You are traveling in a convertible with the top down. The car is moving at a constant velocity 22.7 m/s, due east along flat ground. You throw a tomato straight upward at a speed of 14.9 m/s. How far has the car moved when you get a chance to catch the tomato?
To answer this question, we need to consider the horizontal and vertical motion separately. Let's start by calculating the time it takes for the tomato to reach its highest point.
The vertical motion of the tomato follows a projectile motion, where the only force acting on it is gravity. The initial vertical velocity is 14.9 m/s (upwards), and the acceleration due to gravity is 9.8 m/s^2 (downwards). We can use the formula Vf = Vi + at to find the time it takes to reach the highest point.

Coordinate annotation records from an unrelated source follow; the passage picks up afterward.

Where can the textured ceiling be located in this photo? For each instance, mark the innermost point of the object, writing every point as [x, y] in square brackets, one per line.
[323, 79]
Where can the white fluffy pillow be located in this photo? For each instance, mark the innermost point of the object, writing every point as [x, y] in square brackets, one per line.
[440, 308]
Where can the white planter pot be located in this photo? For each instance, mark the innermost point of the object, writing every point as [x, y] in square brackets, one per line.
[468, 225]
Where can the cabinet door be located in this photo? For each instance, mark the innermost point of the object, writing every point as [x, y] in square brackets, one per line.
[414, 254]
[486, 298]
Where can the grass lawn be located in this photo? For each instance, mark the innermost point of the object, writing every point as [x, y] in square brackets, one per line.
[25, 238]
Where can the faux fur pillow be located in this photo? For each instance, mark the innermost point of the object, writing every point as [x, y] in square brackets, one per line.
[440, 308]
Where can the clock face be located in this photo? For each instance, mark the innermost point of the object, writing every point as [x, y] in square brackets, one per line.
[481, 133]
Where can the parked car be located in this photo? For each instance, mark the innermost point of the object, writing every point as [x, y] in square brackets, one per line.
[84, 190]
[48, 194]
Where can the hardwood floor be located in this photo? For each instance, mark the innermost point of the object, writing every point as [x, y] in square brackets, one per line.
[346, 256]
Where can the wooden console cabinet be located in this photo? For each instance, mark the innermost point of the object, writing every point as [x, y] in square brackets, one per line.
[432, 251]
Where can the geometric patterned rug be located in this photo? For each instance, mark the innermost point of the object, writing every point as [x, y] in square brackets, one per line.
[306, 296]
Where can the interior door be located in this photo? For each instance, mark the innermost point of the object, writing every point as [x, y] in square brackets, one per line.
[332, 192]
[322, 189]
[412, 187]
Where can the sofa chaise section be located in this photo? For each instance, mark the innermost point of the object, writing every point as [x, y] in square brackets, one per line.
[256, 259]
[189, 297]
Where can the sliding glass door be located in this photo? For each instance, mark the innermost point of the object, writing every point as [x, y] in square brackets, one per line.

Vf = 0 m/s (at the highest point)
Vi = 14.9 m/s
a = -9.8 m/s^2
0 = 14.9 - 9.8t
Solving for t, we find t = 1.52 s.
Now, let's consider the horizontal motion. The car is moving at a constant velocity of 22.7 m/s due east. This means that while the tomato is in the air, it will continue to move horizontally with the same velocity as the car.
The horizontal distance covered by the car can be calculated by multiplying the car's velocity by the time it takes for the tomato to reach its highest point:
Distance = Velocity x Time
= 22.7 m/s x 1.52 s
Calculating the distance, we find that the car has moved approximately 34.56 meters when you get a chance to catch the tomato.